Publication date: 2018-10-01
Volume: 2018-October Pages: 799 - 805
ISSN: 9781538692189
Publisher: IEEE

Proc. 52nd Asilomar Conference on Signals, systems and computers

Author:

Geirnaert, S
Goovaerts, G ; Padhy, S ; Boussé, M ; De Lathauwer, L ; Van Huffel, Sabine ; Matthews, MB

Keywords:

Science & Technology, Technology, Computer Science, Information Systems, Engineering, Electrical & Electronic, Telecommunications, Computer Science, Engineering, DECOMPOSITIONS, PHYSIONET, STADIUS-18-91, C16/15/059#53326574

Abstract:

© 2018 IEEE. Atrial fibrillation (AF) is the most common cardiac arrhythmia, increasing the risk of a stroke substantially. Hence, early and accurate detection of AF is paramount.

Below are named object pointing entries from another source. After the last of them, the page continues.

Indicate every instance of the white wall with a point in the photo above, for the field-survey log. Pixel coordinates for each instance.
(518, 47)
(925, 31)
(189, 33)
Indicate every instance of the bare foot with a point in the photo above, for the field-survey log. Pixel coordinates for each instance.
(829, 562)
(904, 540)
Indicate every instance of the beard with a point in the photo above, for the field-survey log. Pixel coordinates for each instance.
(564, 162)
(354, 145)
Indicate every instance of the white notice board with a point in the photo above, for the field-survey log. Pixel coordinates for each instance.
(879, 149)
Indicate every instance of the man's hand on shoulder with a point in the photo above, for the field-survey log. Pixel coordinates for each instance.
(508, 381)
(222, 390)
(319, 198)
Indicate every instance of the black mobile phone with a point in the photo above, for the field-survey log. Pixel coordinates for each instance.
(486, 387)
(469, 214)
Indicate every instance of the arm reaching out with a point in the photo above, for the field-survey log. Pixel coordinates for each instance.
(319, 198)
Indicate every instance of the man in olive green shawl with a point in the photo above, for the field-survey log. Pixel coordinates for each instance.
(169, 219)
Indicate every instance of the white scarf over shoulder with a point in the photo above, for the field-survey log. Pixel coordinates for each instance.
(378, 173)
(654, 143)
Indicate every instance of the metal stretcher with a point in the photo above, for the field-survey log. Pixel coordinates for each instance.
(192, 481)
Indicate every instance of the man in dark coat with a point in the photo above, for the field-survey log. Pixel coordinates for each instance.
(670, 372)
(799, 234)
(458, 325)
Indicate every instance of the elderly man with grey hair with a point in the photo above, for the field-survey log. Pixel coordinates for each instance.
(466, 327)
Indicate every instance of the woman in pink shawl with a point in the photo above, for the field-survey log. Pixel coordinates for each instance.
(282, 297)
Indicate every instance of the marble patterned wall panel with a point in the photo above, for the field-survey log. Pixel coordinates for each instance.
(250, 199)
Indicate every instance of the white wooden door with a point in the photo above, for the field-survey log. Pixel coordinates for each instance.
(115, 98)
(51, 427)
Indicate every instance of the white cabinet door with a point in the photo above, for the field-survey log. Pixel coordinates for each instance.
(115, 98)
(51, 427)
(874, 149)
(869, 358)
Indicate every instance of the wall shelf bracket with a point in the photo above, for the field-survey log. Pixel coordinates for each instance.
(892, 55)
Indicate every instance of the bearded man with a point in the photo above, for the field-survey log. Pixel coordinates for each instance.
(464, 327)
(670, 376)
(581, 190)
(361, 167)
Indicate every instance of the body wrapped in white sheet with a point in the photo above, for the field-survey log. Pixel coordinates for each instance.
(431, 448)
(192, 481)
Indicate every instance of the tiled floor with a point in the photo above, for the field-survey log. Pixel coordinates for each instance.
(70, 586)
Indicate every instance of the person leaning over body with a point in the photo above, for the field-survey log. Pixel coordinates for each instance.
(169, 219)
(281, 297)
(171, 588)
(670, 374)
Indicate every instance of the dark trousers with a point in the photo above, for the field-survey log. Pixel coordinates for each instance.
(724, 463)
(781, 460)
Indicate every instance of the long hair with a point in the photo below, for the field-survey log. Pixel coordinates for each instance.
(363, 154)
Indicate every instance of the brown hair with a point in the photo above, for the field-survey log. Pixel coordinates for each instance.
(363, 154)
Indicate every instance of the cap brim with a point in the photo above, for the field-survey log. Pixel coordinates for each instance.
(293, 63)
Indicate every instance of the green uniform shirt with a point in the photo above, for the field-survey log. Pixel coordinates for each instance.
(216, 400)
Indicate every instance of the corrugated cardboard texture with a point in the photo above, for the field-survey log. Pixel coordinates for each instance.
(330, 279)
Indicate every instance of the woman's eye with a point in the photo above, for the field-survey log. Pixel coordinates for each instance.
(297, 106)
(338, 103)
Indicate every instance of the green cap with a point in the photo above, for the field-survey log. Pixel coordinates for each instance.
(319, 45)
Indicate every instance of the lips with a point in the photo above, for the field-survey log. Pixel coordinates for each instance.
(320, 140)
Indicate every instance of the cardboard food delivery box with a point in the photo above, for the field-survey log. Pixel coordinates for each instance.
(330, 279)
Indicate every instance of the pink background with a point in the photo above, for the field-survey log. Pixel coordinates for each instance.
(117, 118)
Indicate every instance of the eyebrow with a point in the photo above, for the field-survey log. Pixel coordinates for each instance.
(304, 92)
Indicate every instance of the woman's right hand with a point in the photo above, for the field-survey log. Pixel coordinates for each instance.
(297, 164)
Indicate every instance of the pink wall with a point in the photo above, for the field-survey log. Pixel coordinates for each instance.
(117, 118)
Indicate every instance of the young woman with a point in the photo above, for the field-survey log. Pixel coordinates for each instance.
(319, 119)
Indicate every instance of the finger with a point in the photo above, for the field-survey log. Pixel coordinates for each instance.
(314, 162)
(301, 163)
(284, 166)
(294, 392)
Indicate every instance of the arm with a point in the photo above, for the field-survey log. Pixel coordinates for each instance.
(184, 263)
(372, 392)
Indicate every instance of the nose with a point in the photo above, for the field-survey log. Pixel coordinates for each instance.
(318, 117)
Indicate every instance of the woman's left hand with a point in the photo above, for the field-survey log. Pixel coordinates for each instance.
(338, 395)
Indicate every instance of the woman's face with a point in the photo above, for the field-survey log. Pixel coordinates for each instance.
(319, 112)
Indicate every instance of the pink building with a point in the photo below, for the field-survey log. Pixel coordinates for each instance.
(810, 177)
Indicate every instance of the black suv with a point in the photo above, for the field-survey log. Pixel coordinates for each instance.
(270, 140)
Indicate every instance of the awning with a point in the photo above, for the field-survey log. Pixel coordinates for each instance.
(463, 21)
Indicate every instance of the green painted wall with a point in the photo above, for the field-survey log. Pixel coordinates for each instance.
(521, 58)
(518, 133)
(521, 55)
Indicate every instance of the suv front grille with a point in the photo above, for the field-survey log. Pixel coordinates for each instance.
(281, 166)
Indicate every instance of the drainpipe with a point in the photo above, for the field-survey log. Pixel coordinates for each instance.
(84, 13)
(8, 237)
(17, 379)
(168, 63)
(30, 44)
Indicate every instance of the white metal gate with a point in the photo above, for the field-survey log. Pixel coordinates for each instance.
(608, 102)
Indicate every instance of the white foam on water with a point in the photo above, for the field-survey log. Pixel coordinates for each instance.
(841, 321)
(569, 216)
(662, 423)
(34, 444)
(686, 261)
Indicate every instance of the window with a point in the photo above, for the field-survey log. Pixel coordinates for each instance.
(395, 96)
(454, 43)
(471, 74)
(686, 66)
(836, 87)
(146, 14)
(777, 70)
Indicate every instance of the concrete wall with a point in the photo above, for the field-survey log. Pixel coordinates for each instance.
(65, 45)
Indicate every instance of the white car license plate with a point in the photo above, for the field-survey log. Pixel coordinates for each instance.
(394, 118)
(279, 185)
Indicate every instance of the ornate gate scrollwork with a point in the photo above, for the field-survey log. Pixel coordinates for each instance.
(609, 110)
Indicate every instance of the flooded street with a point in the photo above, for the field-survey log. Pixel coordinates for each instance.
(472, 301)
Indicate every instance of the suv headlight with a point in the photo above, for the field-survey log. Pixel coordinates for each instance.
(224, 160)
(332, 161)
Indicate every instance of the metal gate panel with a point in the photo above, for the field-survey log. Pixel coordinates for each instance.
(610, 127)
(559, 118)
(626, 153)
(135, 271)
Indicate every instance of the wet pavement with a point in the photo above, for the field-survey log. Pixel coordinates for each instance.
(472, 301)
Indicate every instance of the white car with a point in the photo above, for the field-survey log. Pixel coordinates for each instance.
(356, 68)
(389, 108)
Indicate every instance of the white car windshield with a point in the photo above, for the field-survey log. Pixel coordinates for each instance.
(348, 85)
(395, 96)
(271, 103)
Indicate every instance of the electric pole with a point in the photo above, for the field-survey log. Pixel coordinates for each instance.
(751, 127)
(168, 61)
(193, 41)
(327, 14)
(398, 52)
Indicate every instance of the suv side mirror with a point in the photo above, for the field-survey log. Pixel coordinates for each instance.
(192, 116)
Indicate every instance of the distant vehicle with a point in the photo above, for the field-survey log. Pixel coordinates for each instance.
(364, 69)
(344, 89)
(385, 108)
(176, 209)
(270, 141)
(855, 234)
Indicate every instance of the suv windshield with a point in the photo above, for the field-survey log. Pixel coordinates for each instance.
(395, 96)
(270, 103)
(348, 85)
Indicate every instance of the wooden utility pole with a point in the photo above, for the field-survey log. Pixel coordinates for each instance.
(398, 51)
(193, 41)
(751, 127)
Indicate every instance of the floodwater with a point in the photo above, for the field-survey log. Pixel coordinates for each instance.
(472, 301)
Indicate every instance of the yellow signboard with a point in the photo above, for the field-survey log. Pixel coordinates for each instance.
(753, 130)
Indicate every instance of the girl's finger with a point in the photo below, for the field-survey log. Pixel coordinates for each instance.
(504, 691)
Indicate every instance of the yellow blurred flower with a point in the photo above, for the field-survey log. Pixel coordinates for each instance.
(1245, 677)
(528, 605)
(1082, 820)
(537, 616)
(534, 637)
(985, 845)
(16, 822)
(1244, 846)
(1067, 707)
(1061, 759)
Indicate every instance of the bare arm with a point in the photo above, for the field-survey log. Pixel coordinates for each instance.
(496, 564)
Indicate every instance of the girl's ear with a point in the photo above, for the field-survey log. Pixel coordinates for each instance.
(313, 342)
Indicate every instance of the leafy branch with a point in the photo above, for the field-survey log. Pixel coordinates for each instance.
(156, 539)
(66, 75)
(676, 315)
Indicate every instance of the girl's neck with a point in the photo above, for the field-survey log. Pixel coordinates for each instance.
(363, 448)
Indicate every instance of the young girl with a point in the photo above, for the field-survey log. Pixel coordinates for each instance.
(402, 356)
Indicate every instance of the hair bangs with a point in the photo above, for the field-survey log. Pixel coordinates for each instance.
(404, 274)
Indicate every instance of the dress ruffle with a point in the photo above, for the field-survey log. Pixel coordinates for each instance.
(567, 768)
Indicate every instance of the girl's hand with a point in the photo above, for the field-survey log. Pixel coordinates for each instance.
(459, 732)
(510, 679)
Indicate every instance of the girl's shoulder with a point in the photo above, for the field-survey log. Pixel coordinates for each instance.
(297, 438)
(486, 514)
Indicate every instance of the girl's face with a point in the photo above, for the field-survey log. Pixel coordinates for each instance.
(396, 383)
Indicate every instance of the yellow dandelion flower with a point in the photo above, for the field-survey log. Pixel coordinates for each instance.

We present a matrix-and tensor-based method for AF detection in single-and multi-lead electrocardiogram (ECG) signals. First, the recordings are compressed into one heartbeat via the singular value decomposition (SVD). These representative heartbeats, single-lead, are collected in a matrix with modes time and recordings. In the multi-lead case, we obtain a tensor with modes lead, time and recording. By modeling the matrix (tensor) with a (multilinear) SVD, each recording, as well as new recordings, can be expressed by a coefficient vector. The comparison of a new coefficient vector with those of the model set results in morphological features, which are combined with heart rate variability information in a Support Vector Machine classifier to detect AF. The SVD-based method is tested on the 2017 PhysioNet/CinC Challenge dataset, resulting in an F1-score of 0.77. The multilinear SVD-based method is applied on the MIT-BIH AF IB and AF TDB dataset, resulting in a perfect separation. An advantage of our methods is the interpretability of the features, which is a key element in the application of automatic methods in clinical practice.